Se ve que las palabras son gratis. Llantos continentales, conciencias capaces de abarcar países enteros, unanimidades de entusiasmo. La literatura es precisión a una escala casi molecular: el brillo o el golpe seco de una palabra justa, la chispa como de pedernal golpeado, la reacción química cuando se combinan dos palabras bien elegidas, imantadas entre sí. La literatura es lo que no puede ser dicho de otra manera y lo que necesita ser leído despacio y en voz alta, al menos dos veces, en soledad o en pareja, en un grupo reducido, no mayor del que requiere un cantaor flamenco o una formación de cámara. La grandilocuencia es amplificación desmedida para anchuras de estadios, para estrellas geriátricas del rock o sumos pontífices o caudillos salvadores.
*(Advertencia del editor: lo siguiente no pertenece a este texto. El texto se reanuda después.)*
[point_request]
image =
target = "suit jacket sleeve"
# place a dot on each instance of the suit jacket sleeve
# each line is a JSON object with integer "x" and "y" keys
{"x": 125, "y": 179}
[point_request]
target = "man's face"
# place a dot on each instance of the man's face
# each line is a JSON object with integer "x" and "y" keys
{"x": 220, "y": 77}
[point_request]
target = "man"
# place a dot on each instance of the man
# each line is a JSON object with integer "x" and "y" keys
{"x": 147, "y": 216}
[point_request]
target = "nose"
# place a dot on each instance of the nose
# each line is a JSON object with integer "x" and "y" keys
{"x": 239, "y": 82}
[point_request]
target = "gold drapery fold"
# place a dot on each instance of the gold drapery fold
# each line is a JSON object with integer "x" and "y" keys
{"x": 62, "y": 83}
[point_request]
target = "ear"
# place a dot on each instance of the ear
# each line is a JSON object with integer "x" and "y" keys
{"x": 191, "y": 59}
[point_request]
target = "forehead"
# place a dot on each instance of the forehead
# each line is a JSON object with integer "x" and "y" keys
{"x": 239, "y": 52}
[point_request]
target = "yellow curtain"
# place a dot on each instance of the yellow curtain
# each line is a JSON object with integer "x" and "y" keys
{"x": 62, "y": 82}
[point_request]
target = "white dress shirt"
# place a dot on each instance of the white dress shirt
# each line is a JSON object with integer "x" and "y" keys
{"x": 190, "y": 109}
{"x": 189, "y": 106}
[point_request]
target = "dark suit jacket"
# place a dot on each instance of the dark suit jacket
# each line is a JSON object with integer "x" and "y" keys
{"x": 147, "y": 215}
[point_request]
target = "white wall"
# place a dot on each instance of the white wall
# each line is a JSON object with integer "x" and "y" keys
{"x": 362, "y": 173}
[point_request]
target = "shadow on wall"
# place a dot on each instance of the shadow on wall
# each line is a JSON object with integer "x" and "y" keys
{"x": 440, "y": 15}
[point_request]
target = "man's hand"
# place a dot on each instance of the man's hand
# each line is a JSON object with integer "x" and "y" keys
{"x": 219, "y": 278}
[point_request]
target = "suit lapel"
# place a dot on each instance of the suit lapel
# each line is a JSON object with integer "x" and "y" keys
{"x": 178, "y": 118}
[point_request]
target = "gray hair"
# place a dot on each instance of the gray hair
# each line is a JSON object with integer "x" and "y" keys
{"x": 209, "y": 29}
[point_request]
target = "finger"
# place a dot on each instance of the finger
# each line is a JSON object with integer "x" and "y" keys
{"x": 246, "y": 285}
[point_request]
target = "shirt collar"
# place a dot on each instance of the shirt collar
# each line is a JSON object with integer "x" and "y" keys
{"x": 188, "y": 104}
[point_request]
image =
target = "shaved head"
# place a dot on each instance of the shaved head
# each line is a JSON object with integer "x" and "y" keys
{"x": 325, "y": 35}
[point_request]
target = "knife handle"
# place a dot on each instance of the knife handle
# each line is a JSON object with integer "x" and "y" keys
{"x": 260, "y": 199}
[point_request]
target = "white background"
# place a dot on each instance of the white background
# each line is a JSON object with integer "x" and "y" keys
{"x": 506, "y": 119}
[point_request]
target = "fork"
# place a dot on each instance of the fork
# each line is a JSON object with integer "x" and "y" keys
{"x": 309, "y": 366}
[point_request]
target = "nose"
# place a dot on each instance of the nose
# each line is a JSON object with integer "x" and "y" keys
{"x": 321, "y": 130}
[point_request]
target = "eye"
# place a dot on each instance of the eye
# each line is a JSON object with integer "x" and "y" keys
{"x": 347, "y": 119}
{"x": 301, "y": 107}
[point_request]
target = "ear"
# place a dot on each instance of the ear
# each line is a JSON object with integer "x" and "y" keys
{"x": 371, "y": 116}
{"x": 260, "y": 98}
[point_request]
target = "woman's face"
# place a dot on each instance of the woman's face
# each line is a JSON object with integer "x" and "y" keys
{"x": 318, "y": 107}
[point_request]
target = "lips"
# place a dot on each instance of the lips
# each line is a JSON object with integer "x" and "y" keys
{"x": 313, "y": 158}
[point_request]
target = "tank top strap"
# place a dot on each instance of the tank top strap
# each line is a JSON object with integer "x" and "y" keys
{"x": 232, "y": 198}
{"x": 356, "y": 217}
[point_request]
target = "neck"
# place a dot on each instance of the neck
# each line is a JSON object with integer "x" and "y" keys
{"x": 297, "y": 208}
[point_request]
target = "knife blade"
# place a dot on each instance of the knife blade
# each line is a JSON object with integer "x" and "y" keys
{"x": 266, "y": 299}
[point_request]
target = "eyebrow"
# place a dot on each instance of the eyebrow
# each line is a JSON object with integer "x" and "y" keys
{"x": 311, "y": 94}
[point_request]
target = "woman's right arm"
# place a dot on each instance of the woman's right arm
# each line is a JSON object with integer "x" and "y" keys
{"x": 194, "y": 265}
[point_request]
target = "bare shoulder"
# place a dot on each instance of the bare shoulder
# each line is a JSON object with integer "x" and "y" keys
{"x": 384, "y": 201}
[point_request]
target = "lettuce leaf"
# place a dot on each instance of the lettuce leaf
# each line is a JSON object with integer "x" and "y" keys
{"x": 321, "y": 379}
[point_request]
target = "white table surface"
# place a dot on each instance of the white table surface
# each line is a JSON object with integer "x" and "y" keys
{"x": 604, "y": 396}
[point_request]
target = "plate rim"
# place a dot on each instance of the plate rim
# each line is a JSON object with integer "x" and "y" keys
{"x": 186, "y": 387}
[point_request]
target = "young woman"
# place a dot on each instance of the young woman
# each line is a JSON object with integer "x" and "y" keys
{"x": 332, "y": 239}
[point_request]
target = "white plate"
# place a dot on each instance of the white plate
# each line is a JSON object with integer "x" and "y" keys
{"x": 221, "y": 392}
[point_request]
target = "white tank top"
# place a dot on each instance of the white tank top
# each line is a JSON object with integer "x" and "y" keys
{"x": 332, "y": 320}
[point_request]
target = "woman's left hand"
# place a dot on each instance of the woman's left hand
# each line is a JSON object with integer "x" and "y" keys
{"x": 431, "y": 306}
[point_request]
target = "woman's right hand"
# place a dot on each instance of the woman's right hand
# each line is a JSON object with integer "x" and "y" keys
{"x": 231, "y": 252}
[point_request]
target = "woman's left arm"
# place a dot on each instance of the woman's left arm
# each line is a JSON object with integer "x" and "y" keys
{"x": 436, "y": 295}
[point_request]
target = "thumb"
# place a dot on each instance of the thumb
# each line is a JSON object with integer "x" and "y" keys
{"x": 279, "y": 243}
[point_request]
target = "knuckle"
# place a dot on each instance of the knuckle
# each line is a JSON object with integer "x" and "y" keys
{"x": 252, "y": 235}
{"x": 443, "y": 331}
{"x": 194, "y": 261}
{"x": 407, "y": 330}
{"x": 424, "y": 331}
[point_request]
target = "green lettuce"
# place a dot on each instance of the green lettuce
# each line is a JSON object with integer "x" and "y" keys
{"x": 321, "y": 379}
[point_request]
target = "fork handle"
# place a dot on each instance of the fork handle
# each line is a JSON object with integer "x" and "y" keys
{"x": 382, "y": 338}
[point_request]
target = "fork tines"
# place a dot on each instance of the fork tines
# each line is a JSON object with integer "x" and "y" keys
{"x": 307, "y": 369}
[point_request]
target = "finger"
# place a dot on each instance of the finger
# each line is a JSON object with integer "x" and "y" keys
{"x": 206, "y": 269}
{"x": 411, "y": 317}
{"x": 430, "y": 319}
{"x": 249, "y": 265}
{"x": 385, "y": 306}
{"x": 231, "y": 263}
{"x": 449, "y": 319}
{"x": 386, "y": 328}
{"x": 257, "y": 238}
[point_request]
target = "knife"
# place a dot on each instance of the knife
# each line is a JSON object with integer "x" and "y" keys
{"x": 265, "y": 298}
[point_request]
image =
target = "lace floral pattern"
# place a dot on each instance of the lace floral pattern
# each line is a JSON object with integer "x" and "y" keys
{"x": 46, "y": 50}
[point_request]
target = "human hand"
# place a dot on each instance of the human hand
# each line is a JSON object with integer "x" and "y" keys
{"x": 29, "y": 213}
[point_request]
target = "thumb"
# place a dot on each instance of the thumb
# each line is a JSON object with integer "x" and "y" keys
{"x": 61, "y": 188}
La literatura es como esa música que empieza a perder algo en cuanto se la amplifica, porque en el fondo aspira a la atmósfera recogida que estuvo en su origen, el pequeño grupo humano congregado en torno a un narrador.
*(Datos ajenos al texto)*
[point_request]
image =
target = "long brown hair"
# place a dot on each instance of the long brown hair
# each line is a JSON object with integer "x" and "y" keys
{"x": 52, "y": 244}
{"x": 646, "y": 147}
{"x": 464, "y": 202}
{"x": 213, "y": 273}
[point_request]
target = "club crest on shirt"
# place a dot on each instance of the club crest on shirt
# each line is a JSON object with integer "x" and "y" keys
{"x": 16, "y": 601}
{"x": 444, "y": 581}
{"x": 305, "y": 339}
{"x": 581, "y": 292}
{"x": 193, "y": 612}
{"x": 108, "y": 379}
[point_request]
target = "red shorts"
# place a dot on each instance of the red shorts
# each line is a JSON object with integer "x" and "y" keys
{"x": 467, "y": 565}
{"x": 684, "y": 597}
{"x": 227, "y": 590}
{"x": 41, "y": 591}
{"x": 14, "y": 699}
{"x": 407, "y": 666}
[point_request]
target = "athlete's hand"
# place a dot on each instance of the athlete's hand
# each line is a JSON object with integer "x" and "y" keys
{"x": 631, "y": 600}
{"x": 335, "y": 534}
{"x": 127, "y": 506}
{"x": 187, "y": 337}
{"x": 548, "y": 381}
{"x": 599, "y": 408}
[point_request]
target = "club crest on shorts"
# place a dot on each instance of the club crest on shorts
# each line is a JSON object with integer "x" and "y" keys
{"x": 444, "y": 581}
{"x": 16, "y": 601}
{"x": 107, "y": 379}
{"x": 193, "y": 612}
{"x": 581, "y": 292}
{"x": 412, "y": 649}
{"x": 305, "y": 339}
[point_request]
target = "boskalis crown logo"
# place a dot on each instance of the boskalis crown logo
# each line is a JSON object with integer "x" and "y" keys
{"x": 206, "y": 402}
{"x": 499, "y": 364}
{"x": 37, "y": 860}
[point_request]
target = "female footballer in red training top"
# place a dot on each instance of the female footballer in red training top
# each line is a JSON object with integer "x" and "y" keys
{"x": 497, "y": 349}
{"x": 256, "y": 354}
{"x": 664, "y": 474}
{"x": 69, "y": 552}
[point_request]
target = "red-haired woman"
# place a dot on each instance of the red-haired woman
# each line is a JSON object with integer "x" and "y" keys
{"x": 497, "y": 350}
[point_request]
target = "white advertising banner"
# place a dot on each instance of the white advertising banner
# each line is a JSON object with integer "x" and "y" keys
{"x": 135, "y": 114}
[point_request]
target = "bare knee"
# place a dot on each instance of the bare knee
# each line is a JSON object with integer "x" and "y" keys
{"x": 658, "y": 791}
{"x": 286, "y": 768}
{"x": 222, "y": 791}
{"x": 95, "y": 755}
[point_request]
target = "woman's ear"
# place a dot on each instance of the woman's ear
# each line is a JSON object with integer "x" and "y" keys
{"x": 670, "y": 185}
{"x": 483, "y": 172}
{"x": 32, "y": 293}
Una gran parte de la literatura hace directamente escarnio de la grandilocuencia y la pompa. A través de la burla de las palabras oficiales y las rutinas muertas del lenguaje la literatura restaura la claridad del idioma, su furia y su burla. Todo el Quijote es un catálogo de parodias verbales que desbaratan desde dentro la sustancia pútrida de los lenguajes oficiales, la rimbombancia de los artificios retóricos que solo sirven para entontecer la conciencia y propagar la mentira. El Maese Pedro rufián con un ojo tapado le da al muchacho que le ayuda a manejar su retablo un consejo definitivo: “Llaneza, muchacho, no te encumbres, que toda afectación es mala”. En Ulises casi cada personaje sufre un caso particular de palabrería enajenada. Un furibundo patriota irlandés truena consignas amenazadoras en una taberna y ruge grandes vendavales de mayúsculas y anatemas, como un dios Eolo irascible y borracho. Quien menos habla en la novela es quien más mira y más escucha, el señor Leopold Bloom, el que ha aprendido a desconfiar de las palabras rotundas y goza con discreción de las cosas concretas, los sabores y olores, la modesta gloria de lo cotidiano. La primera frase que lo muestra ante nosotros es una declaración de terrenalidad cervantina, como el tacto de un puñado de bellotas en la mano de Don Quijote o las gallinas y las morcillas reventonas que desatan la gula de Sancho Panza en las bodas de Camacho: “El señor Leopold Bloom comía con deleite los órganos interiores de bestias y aves”, dice la traducción de José María Valverde: “Le gustaba la sopa espesa de menudillos, las mollejas de sabor a nuez, el corazón relleno asado, las tajadas de hígado rebozadas con miga de corteza, las huevas de bacalao fritas”.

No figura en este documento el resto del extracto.